Legal questions raised over FBI informant working for Best Buy's Geek Squad

Lawyers continue to battle it out, trying to answer the question of whether Best Buy's Geek Squad and the FBI were involved too closely with each other in a case involving the eventual discovery of thousands of alleged child pornography images.

The California child pornography case raises the legal question: what is the difference between the government searching a computer and a business employee searching it -- when the employee is also a paid government informant? The answer affects whether police needed a warrant.

A California doctor brought his computer to a Best Buy because it wouldn't boot. Geek Squad told him his computer needed data recovery services. He agreed, and the computer was sent to a facility in Kentucky where a technician discovered possible child pornography and reported it to his supervisor. The supervisor told the FBI. The customer was eventually arrested and indicted.

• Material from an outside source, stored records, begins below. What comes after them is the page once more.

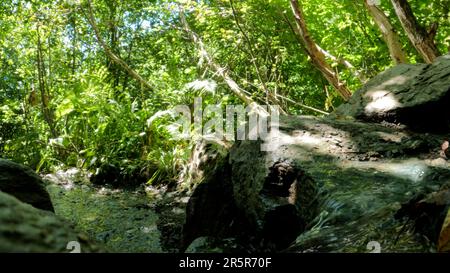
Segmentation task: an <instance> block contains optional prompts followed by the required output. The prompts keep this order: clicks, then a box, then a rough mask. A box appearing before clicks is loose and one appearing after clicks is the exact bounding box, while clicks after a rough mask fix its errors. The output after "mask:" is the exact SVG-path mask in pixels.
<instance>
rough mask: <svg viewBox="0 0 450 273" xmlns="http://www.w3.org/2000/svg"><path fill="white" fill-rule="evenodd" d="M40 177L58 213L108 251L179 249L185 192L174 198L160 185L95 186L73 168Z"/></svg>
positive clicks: (163, 250) (81, 231) (170, 251)
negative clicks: (115, 186)
mask: <svg viewBox="0 0 450 273" xmlns="http://www.w3.org/2000/svg"><path fill="white" fill-rule="evenodd" d="M44 179H45V180H46V181H47V182H48V184H47V190H48V192H49V194H50V197H51V199H52V202H53V205H54V208H55V213H56V215H58V216H60V217H62V218H64V219H66V220H68V221H69V222H70V223H72V224H73V225H74V227H75V229H76V230H78V231H80V232H83V233H85V234H86V235H88V236H89V237H90V238H92V239H94V240H96V241H98V242H100V243H101V244H103V245H105V247H106V248H107V250H108V251H110V252H119V253H123V252H135V253H161V252H176V251H178V247H179V246H178V245H177V244H178V243H179V240H180V236H181V227H182V224H183V222H184V215H185V211H184V209H183V204H184V205H185V203H186V202H187V198H184V199H183V198H177V197H175V196H174V193H173V194H172V195H171V194H168V195H164V197H163V196H162V194H161V192H162V190H156V189H150V188H148V187H147V188H146V187H144V186H139V187H137V188H134V189H119V188H113V187H111V186H93V185H92V184H90V182H89V179H88V177H87V175H83V174H82V171H80V170H78V169H74V168H72V169H69V170H67V171H58V172H56V173H55V174H48V175H45V176H44ZM180 199H181V200H180ZM183 202H184V203H183ZM176 232H178V234H176ZM174 233H175V234H174Z"/></svg>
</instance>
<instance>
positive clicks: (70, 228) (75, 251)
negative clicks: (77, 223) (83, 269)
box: [0, 192, 104, 253]
mask: <svg viewBox="0 0 450 273" xmlns="http://www.w3.org/2000/svg"><path fill="white" fill-rule="evenodd" d="M0 223H1V225H0V252H51V253H69V252H73V251H75V252H98V251H101V250H102V249H101V248H100V247H99V246H98V245H95V244H93V243H92V242H89V241H88V240H87V238H86V237H85V236H84V235H81V234H78V233H76V232H75V231H74V230H73V229H72V228H70V224H69V223H67V222H65V221H64V220H62V219H60V218H59V217H57V216H56V215H55V214H53V213H51V212H48V211H44V210H40V209H36V208H34V207H32V206H30V205H28V204H25V203H22V202H21V201H19V200H18V199H16V198H15V197H13V196H10V195H8V194H6V193H3V192H0ZM103 251H104V250H103Z"/></svg>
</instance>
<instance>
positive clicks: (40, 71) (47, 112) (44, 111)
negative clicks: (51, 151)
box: [36, 23, 58, 138]
mask: <svg viewBox="0 0 450 273" xmlns="http://www.w3.org/2000/svg"><path fill="white" fill-rule="evenodd" d="M36 32H37V56H36V62H37V69H38V81H39V93H40V97H41V112H42V115H43V116H44V120H45V122H46V123H47V125H48V127H49V128H50V133H51V135H52V137H53V138H56V137H57V136H58V133H57V131H56V126H55V122H54V120H53V115H52V113H51V111H50V109H49V105H48V103H49V96H48V94H47V93H48V91H47V86H46V82H45V65H44V57H43V54H42V51H43V50H42V41H41V35H40V29H39V23H38V26H37V29H36Z"/></svg>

However, it turns out the supervisor who reported the images to the FBI was also a paid FBI informant, once receiving $500. New documents also say that four supervisors at the facility were paid once or twice by the FBI, with eight total informants working there.

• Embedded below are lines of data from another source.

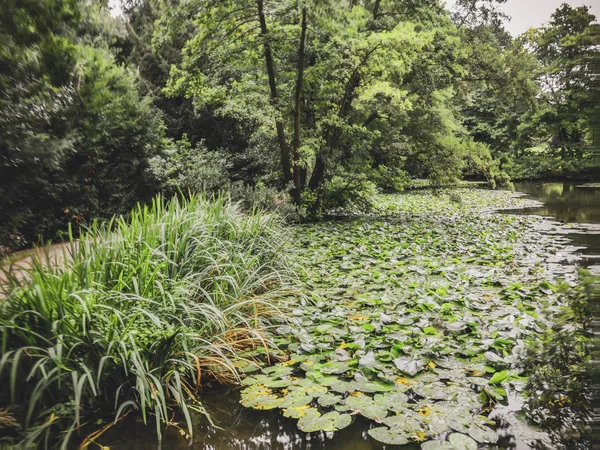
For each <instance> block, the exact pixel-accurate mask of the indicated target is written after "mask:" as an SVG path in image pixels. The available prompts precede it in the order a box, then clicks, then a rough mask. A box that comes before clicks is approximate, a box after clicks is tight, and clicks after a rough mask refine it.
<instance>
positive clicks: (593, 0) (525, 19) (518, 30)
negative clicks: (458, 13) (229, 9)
mask: <svg viewBox="0 0 600 450" xmlns="http://www.w3.org/2000/svg"><path fill="white" fill-rule="evenodd" d="M108 3H109V5H110V7H111V13H112V15H113V16H116V15H119V14H120V13H121V6H120V1H119V0H109V2H108ZM563 3H568V4H569V5H571V6H574V7H575V6H582V5H586V6H589V7H591V12H592V14H594V15H595V16H596V21H599V20H600V0H508V1H507V2H506V3H504V4H503V5H501V8H502V10H503V11H504V12H505V13H506V14H508V15H509V16H510V17H511V18H512V19H511V21H510V22H509V23H508V24H507V25H506V29H507V30H508V31H509V32H510V34H512V35H513V36H518V35H519V34H521V33H523V32H524V31H526V30H527V29H528V28H530V27H534V28H537V27H539V26H540V25H542V24H543V23H546V22H548V21H549V20H550V16H551V15H552V13H553V12H554V11H556V8H558V7H559V6H560V5H561V4H563ZM452 4H454V0H447V5H448V6H451V5H452Z"/></svg>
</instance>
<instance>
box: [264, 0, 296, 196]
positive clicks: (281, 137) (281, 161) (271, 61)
mask: <svg viewBox="0 0 600 450" xmlns="http://www.w3.org/2000/svg"><path fill="white" fill-rule="evenodd" d="M256 6H257V7H258V20H259V22H260V35H261V37H262V39H263V48H264V55H265V63H266V65H267V75H268V77H269V90H270V92H271V103H272V105H273V106H274V107H275V108H277V106H278V105H277V102H278V100H279V95H278V93H277V83H276V81H275V67H274V64H273V53H272V51H271V43H270V41H269V30H268V28H267V21H266V19H265V12H264V0H256ZM275 127H276V129H277V139H278V141H279V151H280V154H281V167H282V170H283V181H284V182H285V184H288V183H289V182H290V181H292V171H291V164H290V148H289V146H288V143H287V139H286V137H285V130H284V128H283V123H282V122H281V120H279V119H277V120H276V121H275Z"/></svg>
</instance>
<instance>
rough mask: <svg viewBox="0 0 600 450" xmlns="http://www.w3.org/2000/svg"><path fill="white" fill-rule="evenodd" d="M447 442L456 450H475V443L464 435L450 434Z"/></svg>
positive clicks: (472, 440)
mask: <svg viewBox="0 0 600 450" xmlns="http://www.w3.org/2000/svg"><path fill="white" fill-rule="evenodd" d="M448 440H449V441H450V443H451V444H452V445H453V446H454V448H455V449H456V450H477V442H476V441H475V440H474V439H473V438H471V437H469V436H467V435H466V434H461V433H452V434H451V435H450V436H449V437H448Z"/></svg>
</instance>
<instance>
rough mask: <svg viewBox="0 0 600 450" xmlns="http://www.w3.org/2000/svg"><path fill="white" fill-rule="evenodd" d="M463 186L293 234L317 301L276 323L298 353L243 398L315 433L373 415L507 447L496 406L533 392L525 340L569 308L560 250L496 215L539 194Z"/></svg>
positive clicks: (283, 341)
mask: <svg viewBox="0 0 600 450" xmlns="http://www.w3.org/2000/svg"><path fill="white" fill-rule="evenodd" d="M452 192H453V191H450V192H447V191H440V192H439V193H438V194H437V195H436V194H434V193H431V192H417V193H408V194H402V195H395V196H385V197H381V198H380V199H379V204H380V205H381V215H382V216H383V217H368V218H362V219H358V220H347V221H335V222H329V223H321V224H318V225H314V224H308V225H302V226H298V227H296V228H295V229H294V238H293V241H294V242H295V243H296V246H297V250H296V254H297V256H298V258H300V259H301V260H302V262H303V267H304V268H305V278H306V283H307V286H308V289H309V290H310V292H311V293H312V296H313V302H312V303H311V304H309V305H306V306H304V307H302V308H300V307H298V308H294V309H293V310H292V317H291V319H290V321H289V323H288V324H287V325H285V326H281V327H278V328H277V329H276V333H277V336H276V337H275V338H274V340H275V342H276V343H277V344H278V345H279V346H281V347H282V348H287V349H288V351H289V352H290V353H291V357H290V359H289V360H288V361H286V362H282V363H279V364H276V365H275V366H273V367H270V368H268V369H265V370H263V371H262V373H261V374H258V375H252V376H250V377H248V378H246V379H245V380H244V381H243V383H244V384H245V385H246V386H247V387H246V388H245V389H244V390H243V391H242V404H243V405H244V406H248V407H251V408H256V409H275V408H279V409H281V410H282V413H283V415H284V416H286V417H290V418H295V419H298V428H299V429H300V430H302V431H306V432H313V431H317V430H320V431H334V430H339V429H342V428H344V427H346V426H348V425H350V423H351V422H352V417H353V416H354V415H361V416H363V417H364V418H366V419H369V420H370V421H371V422H372V427H371V428H370V429H369V430H368V434H369V436H370V437H371V438H373V439H375V440H377V441H379V442H381V443H384V444H388V445H404V444H409V443H413V444H414V443H421V442H422V443H423V447H422V448H431V449H433V448H461V449H471V448H472V449H476V448H477V447H478V445H485V444H487V445H494V444H495V443H496V441H497V440H498V438H499V436H498V434H497V433H496V431H495V429H494V421H493V420H491V419H490V418H489V417H488V416H489V414H490V411H492V410H493V409H494V407H495V405H497V404H500V403H505V402H506V401H507V399H508V396H509V394H512V395H517V394H518V392H520V391H522V390H523V388H524V385H525V382H526V376H527V375H528V373H527V371H526V370H524V367H523V364H522V360H521V358H520V355H521V354H522V352H523V351H524V347H525V346H524V342H525V341H526V340H528V339H532V338H534V337H535V336H537V335H539V334H540V333H543V332H544V330H547V329H549V327H551V325H552V323H553V322H554V320H555V319H556V315H557V314H560V311H561V308H562V305H563V302H564V299H563V298H562V296H561V293H560V292H559V289H558V287H557V286H558V284H557V282H556V281H555V280H554V279H553V277H552V274H551V272H550V271H549V270H548V266H547V265H546V264H545V258H547V256H546V255H548V254H549V253H550V252H551V251H552V250H553V249H556V248H557V247H553V245H555V244H556V243H554V242H553V240H552V238H550V237H548V236H544V235H541V234H540V233H538V232H537V231H536V229H535V223H536V220H535V219H531V218H525V217H517V216H510V215H500V214H495V213H494V214H489V211H490V210H491V209H493V208H494V207H503V208H510V207H517V206H519V205H524V204H528V202H529V201H528V200H526V199H522V198H518V197H517V196H516V195H514V194H512V193H509V192H492V191H483V190H470V189H460V190H456V191H454V193H455V194H456V195H460V197H461V199H462V200H461V202H460V203H458V202H454V201H452V199H451V195H449V194H452ZM571 272H573V273H568V272H567V273H563V274H562V275H561V276H563V277H566V278H569V277H571V278H572V277H575V273H574V271H573V270H571ZM446 439H447V440H446ZM442 440H443V441H442Z"/></svg>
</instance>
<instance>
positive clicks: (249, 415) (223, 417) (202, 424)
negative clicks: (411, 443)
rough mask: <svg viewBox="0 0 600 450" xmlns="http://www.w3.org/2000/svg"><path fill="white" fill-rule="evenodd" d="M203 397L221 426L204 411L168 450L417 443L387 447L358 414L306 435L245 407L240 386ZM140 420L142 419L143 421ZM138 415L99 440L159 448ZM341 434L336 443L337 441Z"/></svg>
mask: <svg viewBox="0 0 600 450" xmlns="http://www.w3.org/2000/svg"><path fill="white" fill-rule="evenodd" d="M202 400H203V402H204V404H205V407H206V408H207V410H208V412H209V413H210V414H211V417H212V419H213V421H214V422H215V424H217V425H218V426H219V427H220V428H216V427H214V426H211V425H210V423H209V422H208V420H207V419H206V418H204V417H202V416H201V415H195V416H194V417H193V421H194V437H193V440H192V442H191V445H190V442H189V440H188V439H186V438H185V436H183V435H182V433H180V432H179V431H178V430H177V429H176V428H175V427H171V428H169V429H167V430H166V431H165V432H164V433H163V442H162V446H161V447H162V449H168V450H171V449H174V450H177V449H181V450H184V449H186V450H187V449H193V450H200V449H202V450H250V449H252V450H267V449H282V450H283V449H286V450H287V449H294V450H295V449H324V448H328V449H344V450H346V449H348V450H374V449H402V450H416V449H418V448H419V446H418V445H416V446H402V447H399V446H390V445H387V446H386V445H381V444H379V443H378V442H376V441H374V440H373V439H371V438H370V437H369V436H368V434H367V430H368V429H369V428H370V427H371V426H372V424H371V423H370V421H368V420H366V419H364V418H362V417H360V416H355V417H354V419H353V423H352V425H350V426H349V427H348V428H345V429H343V430H341V431H338V432H336V433H335V435H334V433H324V432H316V433H303V432H301V431H299V430H298V427H297V426H296V422H297V421H296V420H294V419H287V418H285V417H283V416H282V415H281V412H280V410H273V411H256V410H251V409H247V408H243V407H242V406H241V405H240V403H239V392H238V391H236V390H227V391H218V392H211V393H206V394H203V396H202ZM138 420H139V419H138ZM138 420H136V419H133V418H132V419H131V420H128V421H126V422H124V423H122V424H120V425H118V426H117V427H115V428H114V429H112V430H110V431H108V432H107V433H106V434H104V435H103V436H101V437H100V438H99V439H97V444H99V445H104V446H107V447H110V449H111V450H156V449H158V448H159V447H158V445H157V440H156V435H155V434H154V433H153V432H152V431H150V430H151V427H147V426H144V425H143V424H141V423H139V422H138ZM334 438H335V442H333V439H334Z"/></svg>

The customer's attorneys argue the discovery of the images was really an illegal search by the government, meaning the evidence should be tossed out.

The Fourth Amendment protects citizens from "unreasonable searches" by the government. Normally, the government satisfies this amendment by getting a warrant for the search. In this Best Buy case, there was no warrant.

"The facility was permeated by FBI informants in strategic positions to report on such things," defense attorneys wrote in a legal brief.

However, prosecutors say, while the payments "muddied the waters," the money "did nothing to turn Geek Squad City supervisors into government agents." Prosecutors say the Geek Squad technician who found the questionable images had to go through images as part of the data recovery process.

A spokesman for Best Buy tells Fox 9 the company policy forbids employees from intentionally searching for child pornography on customers' devices. However, if an employee unintentionally finds child pornography, then the company does report the images to law enforcement. According to Best Buy, Geek Squad employees discover possible child porn nearly 100 times each year.

"We have a moral and, in more than 20 states, a legal obligation to report these findings to law enforcement," a Best Buy spokesperson wrote. "We share this policy with our customers in writing before we begin any repair."

The Best Buy spokesperson added that any decision by an employee to accept payment by the FBI was in "very poor judgment, and inconsistent with our training and policies." Three of those employees no longer work for Best Buy and a fourth was disciplined.

In addition to raising important legal questions, the disagreement also affects the criminal case. After the discovery of possible child pornography on the computer police got a search warrant for the customer's house, where they say possible child pornography was found. Any decision on the computer search would affect the admissibility of evidence found at the house.